Ci avviciniamo al Natale. La realizzazione del Presepe di Greccio, reso celebre dall’affresco di Giotto, è un fatto storicamente accertato? Che cosa ne sappiamo di preciso?

«La storia del Presepe di Greccio è raccontata nella prima biografia di Francesco, scritta da Tommaso da Celano quando è ancora freschissimo il ricordo di Francesco ed è, quindi, molto probabile che l’episodio così come lo racconta sia autentico. Francesco era a Greccio e, all’avvicinarsi del Natale, decise di ricordare la nascita del Bambino ricreando una vera mangiatoia piena di fieno, con un bue e un asino.

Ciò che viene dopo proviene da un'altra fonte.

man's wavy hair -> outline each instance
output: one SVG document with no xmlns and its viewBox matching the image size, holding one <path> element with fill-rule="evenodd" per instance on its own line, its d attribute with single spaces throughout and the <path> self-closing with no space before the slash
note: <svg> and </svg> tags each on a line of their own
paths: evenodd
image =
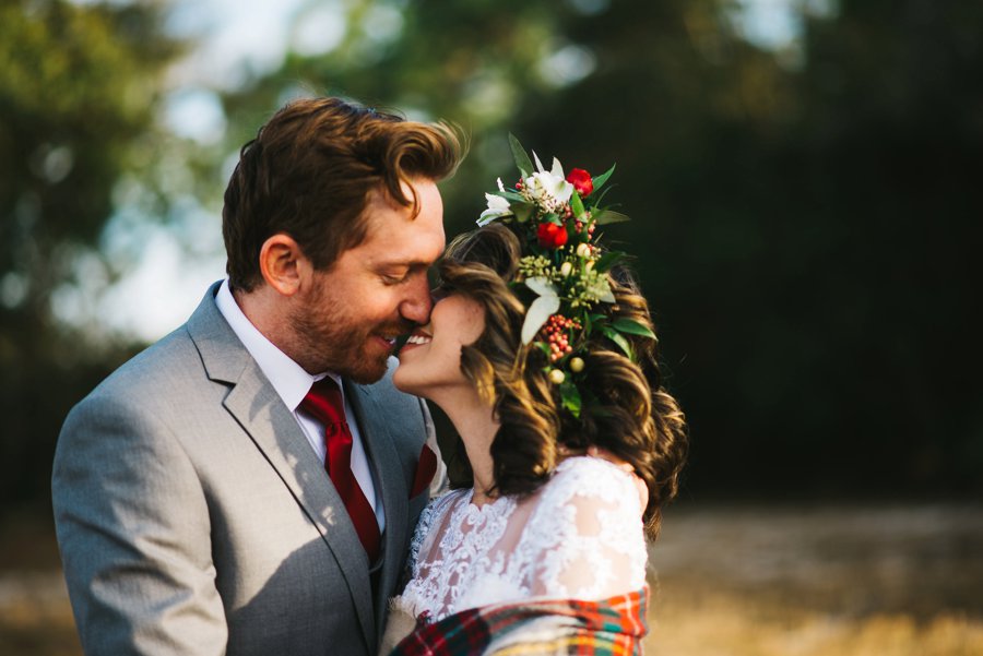
<svg viewBox="0 0 983 656">
<path fill-rule="evenodd" d="M 625 335 L 636 354 L 633 362 L 595 331 L 583 358 L 585 382 L 580 384 L 593 401 L 575 418 L 564 410 L 557 385 L 547 378 L 543 351 L 521 341 L 526 306 L 517 296 L 521 288 L 511 284 L 521 257 L 516 234 L 492 224 L 455 238 L 438 263 L 443 293 L 461 294 L 485 309 L 485 330 L 462 348 L 461 369 L 494 404 L 500 422 L 492 443 L 496 489 L 489 491 L 531 493 L 553 473 L 560 445 L 572 453 L 599 446 L 635 467 L 646 482 L 643 518 L 647 534 L 654 538 L 662 508 L 678 490 L 688 444 L 683 412 L 663 387 L 656 342 Z M 654 332 L 648 302 L 630 272 L 613 270 L 609 282 L 616 302 L 599 303 L 596 311 L 631 319 Z"/>
<path fill-rule="evenodd" d="M 279 232 L 293 237 L 315 269 L 329 269 L 362 243 L 369 194 L 418 212 L 401 182 L 440 181 L 463 156 L 445 123 L 408 121 L 340 98 L 295 100 L 242 146 L 225 191 L 222 234 L 234 289 L 262 283 L 259 255 Z"/>
</svg>

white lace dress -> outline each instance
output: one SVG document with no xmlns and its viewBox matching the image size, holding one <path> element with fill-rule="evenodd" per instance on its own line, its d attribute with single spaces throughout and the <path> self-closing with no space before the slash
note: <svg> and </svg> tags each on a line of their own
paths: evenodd
<svg viewBox="0 0 983 656">
<path fill-rule="evenodd" d="M 412 580 L 394 606 L 439 621 L 454 612 L 540 598 L 597 600 L 641 588 L 646 541 L 631 477 L 594 457 L 564 461 L 525 499 L 478 508 L 452 490 L 421 515 Z"/>
</svg>

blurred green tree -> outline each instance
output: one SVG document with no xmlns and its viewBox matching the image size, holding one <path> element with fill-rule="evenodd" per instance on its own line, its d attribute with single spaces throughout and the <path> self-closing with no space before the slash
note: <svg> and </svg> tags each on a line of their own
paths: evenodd
<svg viewBox="0 0 983 656">
<path fill-rule="evenodd" d="M 122 347 L 59 320 L 72 285 L 108 282 L 99 237 L 125 172 L 155 155 L 159 75 L 178 47 L 156 2 L 0 4 L 0 498 L 47 499 L 69 407 Z M 3 510 L 3 509 L 0 509 Z"/>
</svg>

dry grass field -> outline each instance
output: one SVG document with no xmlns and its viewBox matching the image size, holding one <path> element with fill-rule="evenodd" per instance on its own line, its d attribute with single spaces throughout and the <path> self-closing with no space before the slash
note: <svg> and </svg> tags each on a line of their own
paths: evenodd
<svg viewBox="0 0 983 656">
<path fill-rule="evenodd" d="M 671 510 L 647 654 L 983 656 L 983 509 Z"/>
<path fill-rule="evenodd" d="M 50 528 L 0 527 L 0 654 L 81 654 Z M 655 656 L 981 656 L 983 508 L 676 508 Z"/>
</svg>

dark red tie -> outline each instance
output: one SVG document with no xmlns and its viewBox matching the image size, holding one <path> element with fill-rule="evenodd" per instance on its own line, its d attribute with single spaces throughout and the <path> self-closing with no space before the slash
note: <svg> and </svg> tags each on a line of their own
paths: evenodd
<svg viewBox="0 0 983 656">
<path fill-rule="evenodd" d="M 345 421 L 345 405 L 337 383 L 330 377 L 317 381 L 300 402 L 300 407 L 324 425 L 324 469 L 345 503 L 358 539 L 368 553 L 369 563 L 376 562 L 381 542 L 379 523 L 352 473 L 352 431 Z"/>
</svg>

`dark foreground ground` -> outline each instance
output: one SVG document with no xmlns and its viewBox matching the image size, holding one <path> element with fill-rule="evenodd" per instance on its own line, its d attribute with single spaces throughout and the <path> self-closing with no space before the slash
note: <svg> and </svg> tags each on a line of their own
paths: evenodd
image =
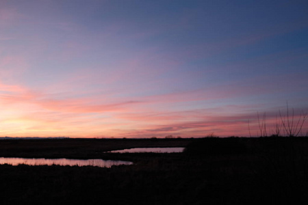
<svg viewBox="0 0 308 205">
<path fill-rule="evenodd" d="M 185 146 L 183 153 L 115 154 Z M 308 138 L 1 140 L 0 156 L 120 159 L 0 165 L 0 204 L 307 204 Z"/>
</svg>

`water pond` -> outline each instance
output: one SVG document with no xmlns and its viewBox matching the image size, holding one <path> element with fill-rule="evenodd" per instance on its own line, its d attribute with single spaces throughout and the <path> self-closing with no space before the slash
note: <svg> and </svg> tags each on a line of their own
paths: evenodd
<svg viewBox="0 0 308 205">
<path fill-rule="evenodd" d="M 14 166 L 25 164 L 27 165 L 61 165 L 61 166 L 94 166 L 99 167 L 111 167 L 112 165 L 129 165 L 130 161 L 95 159 L 27 159 L 0 157 L 0 165 L 8 164 Z"/>
<path fill-rule="evenodd" d="M 113 150 L 109 152 L 112 153 L 137 153 L 137 152 L 155 152 L 155 153 L 174 153 L 183 152 L 185 148 L 138 148 L 131 149 L 125 149 Z"/>
</svg>

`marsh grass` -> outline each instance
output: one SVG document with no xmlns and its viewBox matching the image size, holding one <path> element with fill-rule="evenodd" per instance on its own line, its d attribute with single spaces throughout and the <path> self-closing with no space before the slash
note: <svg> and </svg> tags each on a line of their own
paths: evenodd
<svg viewBox="0 0 308 205">
<path fill-rule="evenodd" d="M 133 140 L 117 141 L 117 146 L 112 141 L 103 141 L 110 143 L 104 146 L 131 146 Z M 23 147 L 21 144 L 23 142 L 19 143 L 15 145 Z M 77 150 L 84 148 L 84 150 L 88 149 L 84 148 L 85 144 L 92 144 L 91 141 L 86 140 L 74 143 Z M 137 143 L 138 146 L 140 143 Z M 151 141 L 144 143 L 153 146 Z M 170 146 L 172 141 L 155 143 Z M 0 165 L 0 203 L 308 203 L 308 138 L 206 137 L 186 143 L 183 153 L 103 154 L 101 157 L 130 159 L 135 162 L 133 165 L 113 166 L 110 169 Z M 6 153 L 19 150 L 14 148 L 10 147 Z M 90 148 L 88 150 L 91 151 Z M 75 153 L 74 149 L 70 152 L 65 153 L 70 156 Z M 46 153 L 50 154 L 50 150 Z"/>
</svg>

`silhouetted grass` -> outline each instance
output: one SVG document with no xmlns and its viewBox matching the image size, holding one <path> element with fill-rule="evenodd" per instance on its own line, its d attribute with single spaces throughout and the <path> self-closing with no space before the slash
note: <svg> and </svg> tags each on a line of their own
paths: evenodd
<svg viewBox="0 0 308 205">
<path fill-rule="evenodd" d="M 97 146 L 127 148 L 133 146 L 132 141 L 118 140 L 119 145 L 116 146 L 114 141 L 103 141 L 106 144 Z M 140 146 L 140 141 L 136 141 Z M 153 146 L 151 141 L 145 141 L 142 142 L 145 146 Z M 183 153 L 99 154 L 103 159 L 130 159 L 135 162 L 133 165 L 110 169 L 0 165 L 0 203 L 307 204 L 308 138 L 209 137 L 190 139 L 185 143 L 190 141 Z M 22 146 L 23 141 L 18 143 L 17 147 L 7 148 L 5 153 L 35 147 L 33 142 L 27 142 L 27 146 Z M 57 143 L 64 147 L 64 142 Z M 73 143 L 77 150 L 84 149 L 90 152 L 89 155 L 93 154 L 91 140 Z M 170 146 L 170 141 L 155 143 Z M 36 144 L 40 145 L 39 141 Z M 2 144 L 0 147 L 5 146 Z M 59 150 L 62 155 L 73 156 L 75 153 L 73 146 L 69 151 L 62 151 L 62 147 Z M 46 153 L 53 152 L 47 150 Z M 87 153 L 83 154 L 84 156 Z M 95 156 L 99 156 L 99 154 Z"/>
</svg>

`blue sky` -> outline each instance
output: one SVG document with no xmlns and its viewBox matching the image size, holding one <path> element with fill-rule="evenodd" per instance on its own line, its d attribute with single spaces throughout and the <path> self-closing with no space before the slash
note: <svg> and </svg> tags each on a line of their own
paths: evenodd
<svg viewBox="0 0 308 205">
<path fill-rule="evenodd" d="M 0 135 L 247 136 L 248 120 L 258 135 L 257 112 L 270 127 L 287 102 L 296 117 L 308 109 L 307 10 L 0 0 Z"/>
</svg>

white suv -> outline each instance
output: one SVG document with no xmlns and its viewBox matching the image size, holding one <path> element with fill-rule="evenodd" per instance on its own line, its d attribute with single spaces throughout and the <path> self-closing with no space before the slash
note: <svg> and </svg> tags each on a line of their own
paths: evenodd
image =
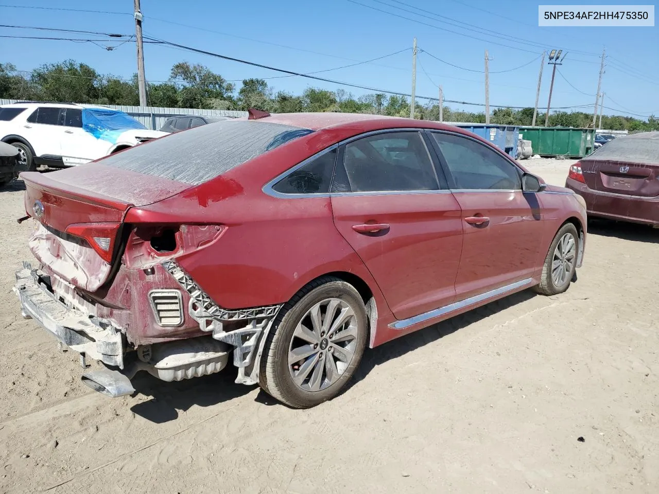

E la notte di Natale la Messa venne celebrata davanti a quella mangiatoia, non da Francesco, che non era sacerdote. Era diacono e con i paramenti da diacono prima cantò il Vangelo e poi predicò, ricordando la nascita del Bambino di Betlemme. Tommaso aggiunge che belava come una pecora, prolungando affettuosamente quel nome e si leccava le labbra per il gran gusto quando pronunciava il nome di Gesù».